# Colorants...



## JumpinIrish4ever (Mar 11, 2010)

Ok, I've never added colorants to my soaps...yet...but I want to try. I just went to a few websites and was completely overwhelmed!! There are liquid dyes, powdered dyes, micas, etc. I don't know where to start!! 

What do you recommend?? How much do you typically use in one batch of soap??? I'm so excited to start trying colors!


----------



## Kalne (Oct 25, 2007)

TKB POP micas are my current favorite. I also use a lot of ultramarine blue and green.

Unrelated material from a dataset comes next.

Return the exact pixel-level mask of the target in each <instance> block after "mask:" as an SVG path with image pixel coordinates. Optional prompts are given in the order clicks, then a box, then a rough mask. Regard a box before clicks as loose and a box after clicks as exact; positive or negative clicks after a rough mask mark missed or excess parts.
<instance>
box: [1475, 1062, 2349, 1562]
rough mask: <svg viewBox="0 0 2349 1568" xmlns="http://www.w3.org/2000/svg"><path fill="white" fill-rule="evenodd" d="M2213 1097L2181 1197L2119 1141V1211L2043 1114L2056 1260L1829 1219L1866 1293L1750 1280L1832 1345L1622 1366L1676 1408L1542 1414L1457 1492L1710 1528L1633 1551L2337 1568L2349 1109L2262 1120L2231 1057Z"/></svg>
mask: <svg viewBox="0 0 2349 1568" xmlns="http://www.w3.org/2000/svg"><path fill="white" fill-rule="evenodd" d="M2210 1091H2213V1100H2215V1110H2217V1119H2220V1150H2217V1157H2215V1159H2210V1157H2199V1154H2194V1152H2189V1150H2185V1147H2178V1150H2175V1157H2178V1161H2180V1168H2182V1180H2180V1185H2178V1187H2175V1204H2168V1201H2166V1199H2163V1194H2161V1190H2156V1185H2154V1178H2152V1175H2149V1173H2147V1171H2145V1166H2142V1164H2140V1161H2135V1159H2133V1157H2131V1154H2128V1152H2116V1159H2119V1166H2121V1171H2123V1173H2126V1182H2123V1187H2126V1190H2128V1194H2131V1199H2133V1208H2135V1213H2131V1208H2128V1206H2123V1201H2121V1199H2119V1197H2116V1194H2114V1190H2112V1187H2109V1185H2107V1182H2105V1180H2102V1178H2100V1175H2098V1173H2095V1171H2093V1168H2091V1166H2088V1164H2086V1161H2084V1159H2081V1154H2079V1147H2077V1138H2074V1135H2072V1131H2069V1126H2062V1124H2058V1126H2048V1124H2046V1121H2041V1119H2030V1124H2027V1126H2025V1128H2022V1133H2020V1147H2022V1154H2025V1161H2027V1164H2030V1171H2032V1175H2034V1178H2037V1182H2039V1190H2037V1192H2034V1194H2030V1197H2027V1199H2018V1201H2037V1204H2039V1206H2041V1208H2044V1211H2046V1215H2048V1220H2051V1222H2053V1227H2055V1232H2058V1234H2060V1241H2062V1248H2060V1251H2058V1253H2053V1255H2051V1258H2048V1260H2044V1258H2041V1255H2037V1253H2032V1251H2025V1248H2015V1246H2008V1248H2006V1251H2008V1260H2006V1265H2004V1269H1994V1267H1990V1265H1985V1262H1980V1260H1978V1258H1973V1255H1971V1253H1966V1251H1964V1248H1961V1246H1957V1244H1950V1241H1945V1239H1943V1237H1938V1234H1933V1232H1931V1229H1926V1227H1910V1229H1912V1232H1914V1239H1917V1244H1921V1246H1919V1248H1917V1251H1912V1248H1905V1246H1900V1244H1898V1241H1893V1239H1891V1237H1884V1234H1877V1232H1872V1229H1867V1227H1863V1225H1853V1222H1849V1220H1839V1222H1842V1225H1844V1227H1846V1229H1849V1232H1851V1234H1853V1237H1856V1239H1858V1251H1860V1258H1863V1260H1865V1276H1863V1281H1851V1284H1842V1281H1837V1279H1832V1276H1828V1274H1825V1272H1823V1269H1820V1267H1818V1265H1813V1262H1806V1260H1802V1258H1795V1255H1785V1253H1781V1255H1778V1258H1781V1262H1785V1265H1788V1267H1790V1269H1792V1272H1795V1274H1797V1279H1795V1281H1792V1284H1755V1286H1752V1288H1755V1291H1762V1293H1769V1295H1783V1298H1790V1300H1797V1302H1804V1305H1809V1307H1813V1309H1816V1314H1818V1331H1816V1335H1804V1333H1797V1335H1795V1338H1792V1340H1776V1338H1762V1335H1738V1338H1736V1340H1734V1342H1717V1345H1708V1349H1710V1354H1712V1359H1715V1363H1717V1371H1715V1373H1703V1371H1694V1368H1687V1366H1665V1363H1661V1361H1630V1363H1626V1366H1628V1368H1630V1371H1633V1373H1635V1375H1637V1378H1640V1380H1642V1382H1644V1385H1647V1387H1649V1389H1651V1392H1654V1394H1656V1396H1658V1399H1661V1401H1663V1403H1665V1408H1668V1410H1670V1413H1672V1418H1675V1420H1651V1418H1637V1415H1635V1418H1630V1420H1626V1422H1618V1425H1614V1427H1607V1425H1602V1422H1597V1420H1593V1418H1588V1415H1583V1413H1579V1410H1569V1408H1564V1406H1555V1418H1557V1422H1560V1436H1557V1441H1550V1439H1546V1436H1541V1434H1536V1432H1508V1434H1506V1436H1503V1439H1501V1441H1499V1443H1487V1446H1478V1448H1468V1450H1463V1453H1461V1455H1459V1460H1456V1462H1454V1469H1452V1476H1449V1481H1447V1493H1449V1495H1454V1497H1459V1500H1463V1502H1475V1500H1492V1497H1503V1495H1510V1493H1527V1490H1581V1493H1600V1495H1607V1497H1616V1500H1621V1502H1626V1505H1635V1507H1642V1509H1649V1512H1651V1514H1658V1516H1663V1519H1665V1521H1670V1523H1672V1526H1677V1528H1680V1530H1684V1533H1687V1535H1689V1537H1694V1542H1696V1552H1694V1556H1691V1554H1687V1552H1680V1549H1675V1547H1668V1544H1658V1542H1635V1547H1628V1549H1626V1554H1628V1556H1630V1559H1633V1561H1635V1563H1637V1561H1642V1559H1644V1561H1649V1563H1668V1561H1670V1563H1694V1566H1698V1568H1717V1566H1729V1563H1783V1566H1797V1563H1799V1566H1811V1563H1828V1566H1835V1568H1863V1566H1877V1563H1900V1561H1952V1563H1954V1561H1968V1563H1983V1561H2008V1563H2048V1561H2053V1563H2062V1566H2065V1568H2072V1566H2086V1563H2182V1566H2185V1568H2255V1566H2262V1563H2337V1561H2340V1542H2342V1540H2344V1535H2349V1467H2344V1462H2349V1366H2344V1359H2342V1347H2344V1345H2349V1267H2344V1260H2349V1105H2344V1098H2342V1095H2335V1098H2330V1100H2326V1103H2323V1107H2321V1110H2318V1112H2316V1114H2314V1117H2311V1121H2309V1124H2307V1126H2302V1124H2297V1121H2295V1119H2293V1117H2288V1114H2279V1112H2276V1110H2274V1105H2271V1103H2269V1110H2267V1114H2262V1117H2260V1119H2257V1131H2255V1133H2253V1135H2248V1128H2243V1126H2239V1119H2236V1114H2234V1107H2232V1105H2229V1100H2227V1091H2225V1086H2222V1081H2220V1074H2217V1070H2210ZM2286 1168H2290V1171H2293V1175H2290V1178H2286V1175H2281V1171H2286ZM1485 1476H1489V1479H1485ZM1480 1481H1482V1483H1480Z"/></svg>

How much to use depends on the depth of color you want and whether or not your FO is discoloring. I made test batches and added color to single bars to see the results. So, like 1/4, 1/8, 1/16 tsp per bar. You can mix the colors too. I only have a few where all the soap is colored. Most have a portion poured off that is colored then poured back in giving me a swirl throughout the bars.


----------



## adillenal (Feb 6, 2009)

I also love the POP micas. I also have a few UM and other micas. I also have Select Shades liquids and I don't like them at all.


----------



## Faye Farms (Sep 14, 2009)

Another mica fan. I use all the pops and some others too. I have totally fallen in love with the Taurus Orion green from TKB. I mostly swirl with them as well. There are only a couple of scents that I color the entire batch. I typically use 1 tsp ppo.


----------



## NubianSoaps.com (Oct 26, 2007)

If it takes off and you move to larger molds Mica's hurt your bottom line for anything other than very surface type swirls or in textured tops. You can't afford to mica whole batches for color. So starting with ultramarines etc...is a very good idea, so if your soaping takes off you can still do what you are used to. I use two clays, pink and green, using them as swirls only because they make your soap brittle to cut and sort of chalky feeling if you use it to color the whole batch. I also do a swirl with dead sea much. For swirling the walmart batch I simply take out 1 cup of raw soap material before I scent it, and add from 1 teaspoon etc...a little more of green maybe a tablespoon...little more than that of dead sea mud to swirl. Mica's take a little less but the effect is also less inside the soap. I love peacock colors, just google that...and with her the more you buy the less it is, I now use 3 of her colors and from using 10 drops in 2 cups of soap to swirl to using a tablespoon to color a batch. With an ultamarine (green) that I use I only use 1/2 teaspoon to color my 25 pound pours, so a little goes a very very long way with it. Vicki


----------



## VickiLynne (Feb 8, 2008)

:help2 Ok, I have never colored my soap. So this might sound stupid...what is POP and TKB? :sigh

Vicki in NC


----------



## Kalne (Oct 25, 2007)

TKB is the name of the company that sells POP micas (tkbtrading.com). They're called POP micas because the colors are so vivid (depending on how much you use) and they are stable in CP soap.


----------



## NubianSoaps.com (Oct 26, 2007)

Also note that micas sound like they are warm and fuzzy and natural...some are...most aren't  They are simply mixtures with other FD&C colorants and ultramarines in them. Vicki


----------



## JumpinIrish4ever (Mar 11, 2010)

Vickie, where is a good place to buy ultramarines?? I emailed Peacock Colors too. 

Thanks!!


----------



## NubianSoaps.com (Oct 26, 2007)

From Barb  No really ask her, she sent me some a couple of years ago, I added a green she told me about, last year...and still have about 1/2 a pound of it, it will last me 5 more years. I think it's the one she uses in her cucumber, it's an excellent green. Other than that one I don't use them. Vicki


----------